Indolo[3,2- d ][1]benzazepines (paullones), indolo[3,2- d ][2]benzazepines, and indolo[2,3- d ][2]benzazepines (latonduines) are isomeric scaffolds of current medicinal interest. Herein, we prepared a small library of novel indolo[3,2- d ][2]benzazepine-derived ligands HL 1 - HL 4 and copper(II) complexes 1 - 4 . All compounds were characterized by spectroscopic methods ( 1 H and 13 C NMR, UV-vis, IR) and electrospray ionization (ESI) mass spectrometry, while complexes 2 and 3 , in addition, by X-ray crystallography.
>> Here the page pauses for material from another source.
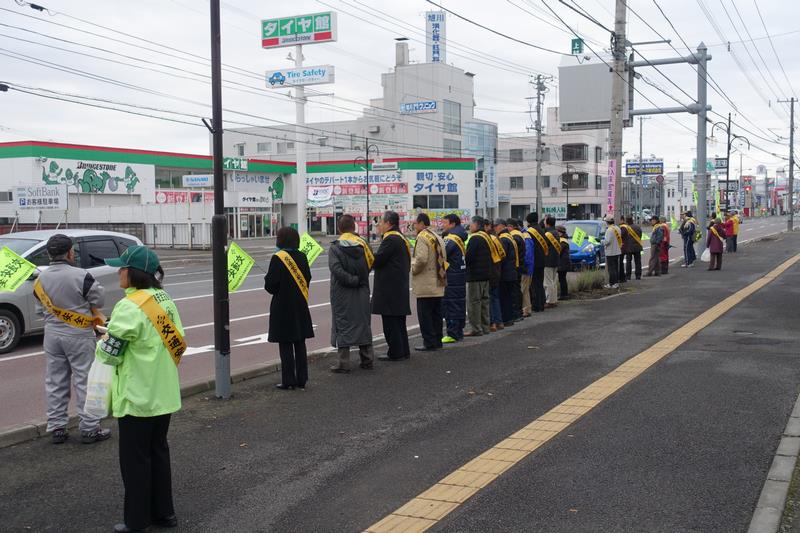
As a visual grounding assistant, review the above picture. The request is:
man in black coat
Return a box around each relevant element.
[525,212,550,313]
[372,211,411,361]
Their purity was confirmed by HPLC coupled with high-resolution ESI mass spectrometry and/or elemental analysis. The stability of compounds in aqueous solutions in the presence of DMSO was confirmed by 1 H NMR and UV-vis spectroscopy measurements. The compounds revealed high antiproliferative activity in vitro in the breast cancer cell line MDA-MB-231 and hepatocellular carcinoma cell line LM3 in the low micromolar to nanomolar concentration range. Important structure-activity relationships were deduced from the comparison of anticancer activities of HL 1 - HL 4 and 1 - 4 with those of structurally similar paullone-derived ( HL 5 - HL 7 and 5 - 7 ) and latonduine-derived scaffolds ( HL 8 - HL 11 and 8 - 11 ). The high anticancer activity of the lead drug candidate 4 was linked to reactive oxygen species and endoplasmic reticulum stress induction, which were confirmed by fluorescent microscopy and Western blot analysis.